Austro-Hungarian fortification in Trentino, Italy

The Presanella Roadblock is an Austro-Hungarian fortification built at an altitude of 1880m on the right side of the Vermigliana Valley in Northern Italy. Work started in November 1906, and was finished in 1912. Presanella had the job of blocking the way to the Tonale Pass along with the other fortifications in the area. The original amount set aside for the fort was 198,500 Austro-Hungarian Crowns, but the total cost was 1,456,792 Crowns.
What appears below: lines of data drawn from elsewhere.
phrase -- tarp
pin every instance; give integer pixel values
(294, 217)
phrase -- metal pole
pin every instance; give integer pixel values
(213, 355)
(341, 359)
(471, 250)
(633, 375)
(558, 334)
The building was built to be self-sufficient, with optical signallers, ammo magazines, infirmary, kitchen, storerooms, and barracks.

==Armament and crews==
- 3 10cm M9 howitzers
- 2 M05 8cm field guns for flanking fire
- 15 8mm Schwarloze machine guns

==World War I==
Presanella was damaged in August 1915, by 2 Italian 28cm mortars and the guns of Forte Corno D'Aola. Around 450 rounds were fired, but only 18 struck the fort. Afterwards, the Austrians removed the guns to safer field positions. Later in the year, the roadblock became the command center for one of the defending divisions in the area. In November 1918, the fort's guns, now in field positions nearby, fired in support of the army's retreat. The Italian Command ordered Capt. Patroni and his 161st Alpini company to capture the roadblock. Despite the bravery of his men, the Austro-Hungarians swept the approaches of the fort with machine guns to keep the Italians back beyond hand grenade range. In spite of this, Patroni's men managed to get into the roadblock via a tunnel. As his men were entering, an explosion went off inside the Presanella. The Alpini took the initiative as the smoke cleared to catch the Austrians off guard and capture the fort. Capt. Patroni was wounded during this action.

==Post-war to today==
The fort was greatly damaged during the war, and was damaged more after the war when the Italians blasted the steel out of Presanella. A restoration project was started in 2008, by the municipality of Vermiglio and Autonomous Province of Trento, with the goal of opening it to the public while preserving the history. The decision was made to leave a major part of the rubble, clear vegetation, and shore up the building so that tours can happen. The roadblock was made to be an open-air museum and is now open to the public.